Corona de Aragón Fire
- Date: 12 July 1979
- Venue: Corona de Aragón Hotel
- Location: Zaragoza, Aragon, Spain; 41°39′06″N 0°53′09″W﻿ / ﻿41.6516°N 0.8859°W;
- Type: Fire
- Cause: Accidental fire
- Deaths: 80+

= Hotel Corona de Aragón fire =

1979 fire in Zaragoza, Aragon, Spain

The Corona de Aragón Fire was an accidental fire that killed at least 80 people in the five-star Corona de Aragón Hotel in Zaragoza, Aragon, Spain on 12 July 1979. At the time of the event, the hotel lodged high-profile members of General Franco's family Carmen Polo, Carmen Franco y Polo and Cristóbal Martínez Bordiú, as well as many high-ranking military personnel, five of whom died in the fire.

== Fire ==
At the night of the fire there were 300 registered guests, the majority of whom were Spanish citizens. Nearly 200 guests were evacuated from the 10-story hotel, however many attempted to climb down ropes of bed sheets or tossed children out of windows into firemen's nets. Two United States Air Force helicopters from the Joint American-Spanish air base outside Zaragoza were used in the evacuation of guests, and some guests lay in the swimming pool on the roof until they were evacuated. It was reported that those who could not jump to safety, reach the ladders, or escape from their rooms, died due to suffocation.

== Aftermath and conspiracy theories ==
Details of the fire investigation were not openly disclosed and the authorities insisted that it was an accidental fire. The Order of 25 September 1979 on fire prevention in tourist establishments was passed in response to the fire.

Not long after the fire took place, conspiracy theorists voiced the opinion that ETA was the real culprit, but that its role was being silenced; other sources described the event as an intentional attack. The Terrorism Victims' Association (AVT), asked for official recognition of the fire as a terrorist attack.

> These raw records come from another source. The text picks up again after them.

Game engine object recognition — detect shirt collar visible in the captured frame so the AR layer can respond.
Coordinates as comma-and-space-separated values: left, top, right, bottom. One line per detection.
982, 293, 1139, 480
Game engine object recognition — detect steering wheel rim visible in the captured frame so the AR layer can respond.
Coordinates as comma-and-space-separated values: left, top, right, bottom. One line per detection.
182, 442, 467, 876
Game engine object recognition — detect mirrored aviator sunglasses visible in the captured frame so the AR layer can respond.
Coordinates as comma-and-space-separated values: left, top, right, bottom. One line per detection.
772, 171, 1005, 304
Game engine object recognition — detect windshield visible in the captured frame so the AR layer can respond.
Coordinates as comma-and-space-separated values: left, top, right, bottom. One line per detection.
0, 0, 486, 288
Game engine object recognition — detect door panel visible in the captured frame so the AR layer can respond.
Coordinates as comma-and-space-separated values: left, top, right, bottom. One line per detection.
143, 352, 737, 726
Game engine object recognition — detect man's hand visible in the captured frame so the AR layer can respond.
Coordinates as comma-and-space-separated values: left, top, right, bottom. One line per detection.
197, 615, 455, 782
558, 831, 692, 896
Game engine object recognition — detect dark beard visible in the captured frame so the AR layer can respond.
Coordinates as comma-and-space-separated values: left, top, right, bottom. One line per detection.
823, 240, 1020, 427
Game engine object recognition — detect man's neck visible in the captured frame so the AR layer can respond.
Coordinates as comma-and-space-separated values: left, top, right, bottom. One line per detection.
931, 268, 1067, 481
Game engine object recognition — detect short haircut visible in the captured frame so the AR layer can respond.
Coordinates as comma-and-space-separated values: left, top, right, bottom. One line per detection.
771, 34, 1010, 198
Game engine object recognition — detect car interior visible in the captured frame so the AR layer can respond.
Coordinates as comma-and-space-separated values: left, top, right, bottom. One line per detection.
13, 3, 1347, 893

The official version of events provided at the time by the Spanish government insisted that the fire had been started accidentally by an oil fire in the hotel café. The Spanish Council of State explicitly stated that they did not consider the fire to be an act of terrorism. However, some details of the fire investigation leaked to the press, disclosing that Napalm traces might have been found in the rubble. Moreover, some witnesses claimed to hear two explosions before the fire and a local newspaper (Heraldo de Aragón) received two phone calls claiming authorship in the name of ETA (m) and the FRAP. The claim attributed to FRAP was unlikely, for the group was practically inactive after some of its core members had been arrested in 1978.

In 2000, relatives of those killed started to receive benefits as terrorism victims. According to El Mundo that was an implicit recognition of ETA authorship. The Civil Guard website listed a high rank retired Civil Guard member deceased in the fire as a victim of ETA, and stated that many injured died after the fire, but were not included in the official account of 80 dead.